私はリュウのたてる雑誌をめくる音や、コーヒーを淹れる音を聞きながら安心して、眠りにつく。
時々咳き込むと、黙って、背中を撫でる手の感触を感じて、また、眠った。


朝、目が 覚めると、リュウの腕の中に抱きしめられていた。
リュウは私の背中に胸をぴったりつけて眠っているようだ。
顔が赤くなる。
しばらく動けずにじっとしていると、そのうちリュウが身動きした。
起きたのかな。と思ったら、
私の背中に耳をつけて、呼吸を確認してるみたいだ。


「リュウ」と私が呼ぶと、
「ナナコ、苦しくないか」と私を腕に抱いたまま、聞く。

「すごく、楽になった」と笑った声で返事をした。
きっと、この胸の苦しさは薬では治らない。
もう少し、このまま腕の中にいたい。

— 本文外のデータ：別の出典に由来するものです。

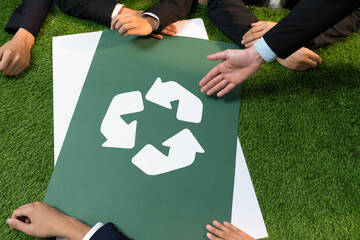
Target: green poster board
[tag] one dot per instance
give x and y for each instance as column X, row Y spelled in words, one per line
column 97, row 183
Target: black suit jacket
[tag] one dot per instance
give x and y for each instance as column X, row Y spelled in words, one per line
column 108, row 232
column 31, row 14
column 308, row 19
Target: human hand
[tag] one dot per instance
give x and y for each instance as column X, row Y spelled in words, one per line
column 129, row 24
column 226, row 231
column 15, row 54
column 257, row 30
column 125, row 10
column 236, row 66
column 41, row 220
column 301, row 60
column 170, row 30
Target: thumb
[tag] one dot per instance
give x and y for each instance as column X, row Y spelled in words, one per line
column 18, row 225
column 218, row 56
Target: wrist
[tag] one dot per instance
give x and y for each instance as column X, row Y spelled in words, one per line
column 152, row 21
column 254, row 54
column 75, row 230
column 25, row 36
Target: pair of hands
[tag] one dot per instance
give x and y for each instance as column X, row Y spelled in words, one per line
column 41, row 220
column 129, row 22
column 15, row 54
column 238, row 65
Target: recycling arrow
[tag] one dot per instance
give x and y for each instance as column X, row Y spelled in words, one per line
column 114, row 128
column 190, row 107
column 183, row 148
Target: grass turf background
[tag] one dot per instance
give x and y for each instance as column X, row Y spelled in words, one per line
column 300, row 132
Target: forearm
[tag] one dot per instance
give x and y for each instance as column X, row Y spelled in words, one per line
column 169, row 11
column 30, row 15
column 297, row 28
column 95, row 10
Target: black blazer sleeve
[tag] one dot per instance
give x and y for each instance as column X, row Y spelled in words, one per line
column 95, row 10
column 169, row 11
column 30, row 15
column 308, row 19
column 108, row 232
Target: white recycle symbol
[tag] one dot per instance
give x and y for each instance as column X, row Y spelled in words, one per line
column 183, row 145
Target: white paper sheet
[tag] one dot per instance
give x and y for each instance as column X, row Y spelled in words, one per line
column 72, row 56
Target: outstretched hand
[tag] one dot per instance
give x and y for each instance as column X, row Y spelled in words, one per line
column 236, row 66
column 15, row 54
column 301, row 60
column 41, row 220
column 257, row 30
column 133, row 24
column 225, row 231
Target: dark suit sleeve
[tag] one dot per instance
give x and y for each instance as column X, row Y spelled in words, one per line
column 307, row 20
column 95, row 10
column 30, row 15
column 232, row 17
column 338, row 32
column 108, row 232
column 169, row 11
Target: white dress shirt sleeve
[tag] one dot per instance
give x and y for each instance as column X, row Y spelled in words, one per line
column 116, row 10
column 93, row 230
column 264, row 50
column 154, row 16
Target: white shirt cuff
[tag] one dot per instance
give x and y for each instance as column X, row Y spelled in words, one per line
column 116, row 10
column 264, row 50
column 93, row 230
column 154, row 16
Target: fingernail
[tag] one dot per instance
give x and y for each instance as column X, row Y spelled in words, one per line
column 9, row 221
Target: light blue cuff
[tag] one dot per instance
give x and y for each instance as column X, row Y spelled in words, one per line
column 154, row 16
column 264, row 50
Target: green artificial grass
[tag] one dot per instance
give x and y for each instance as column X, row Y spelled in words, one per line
column 300, row 132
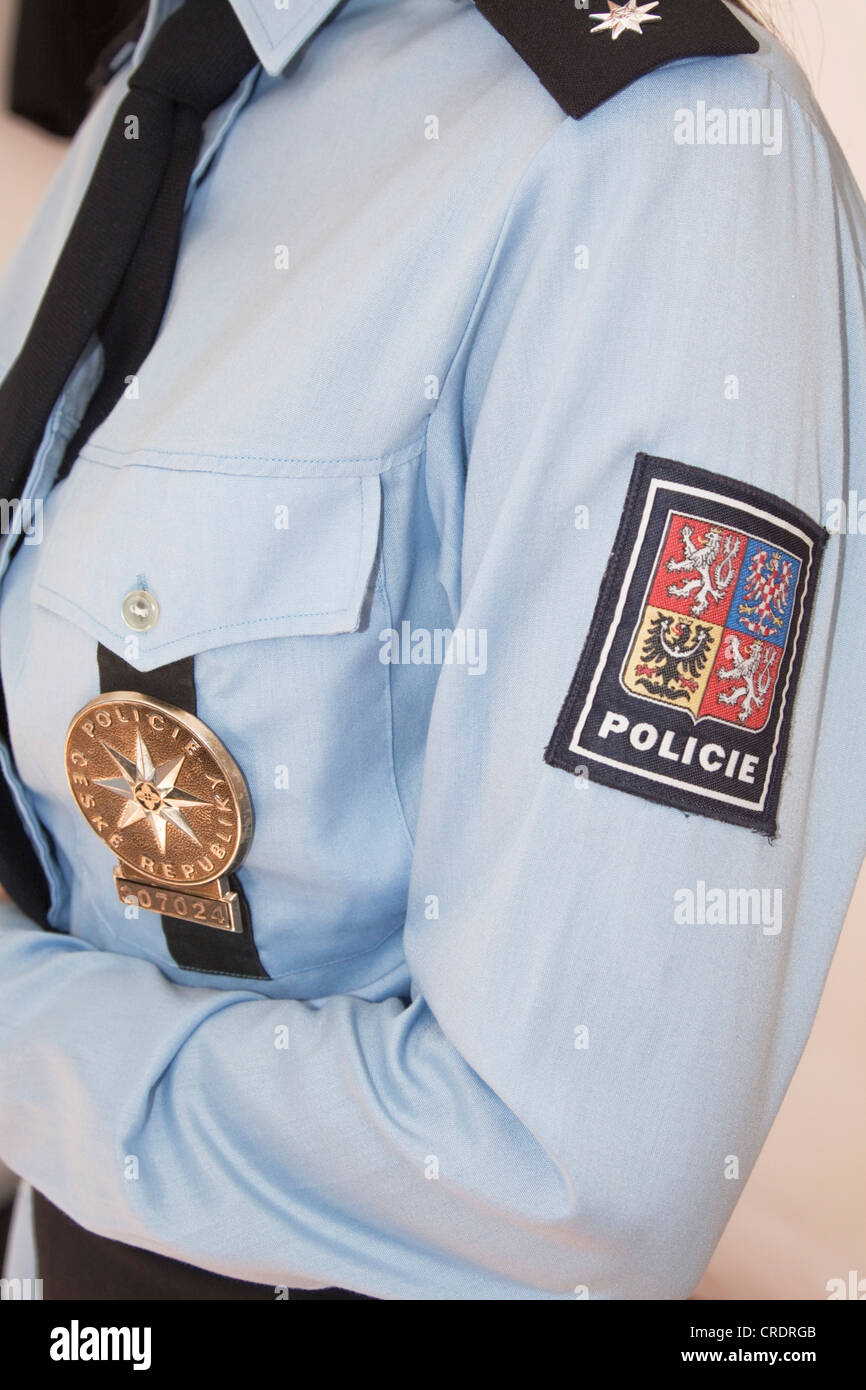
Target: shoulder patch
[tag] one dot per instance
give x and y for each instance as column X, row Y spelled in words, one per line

と思いながら、身体を起こす。

これ以上は甘えられない。
彼には東京で待っている人がいるのだ。
昨日も東京へ行かせることができなかった。

リュウをその人に帰してあげないと、と思う。


「もう、大丈夫。吸入して、薬飲んで、仕事に行く。だから、リュウも東京に帰って」と言えた。

「だからさ、東京での用事はキャンセルしたの。
今週はここにいる。」と笑い、
「ちゃんと、病棟でも、吸入しろよ」というので私は真面目な声で
「子供達と並んでする事にする。」といって、少し2人で笑いあった。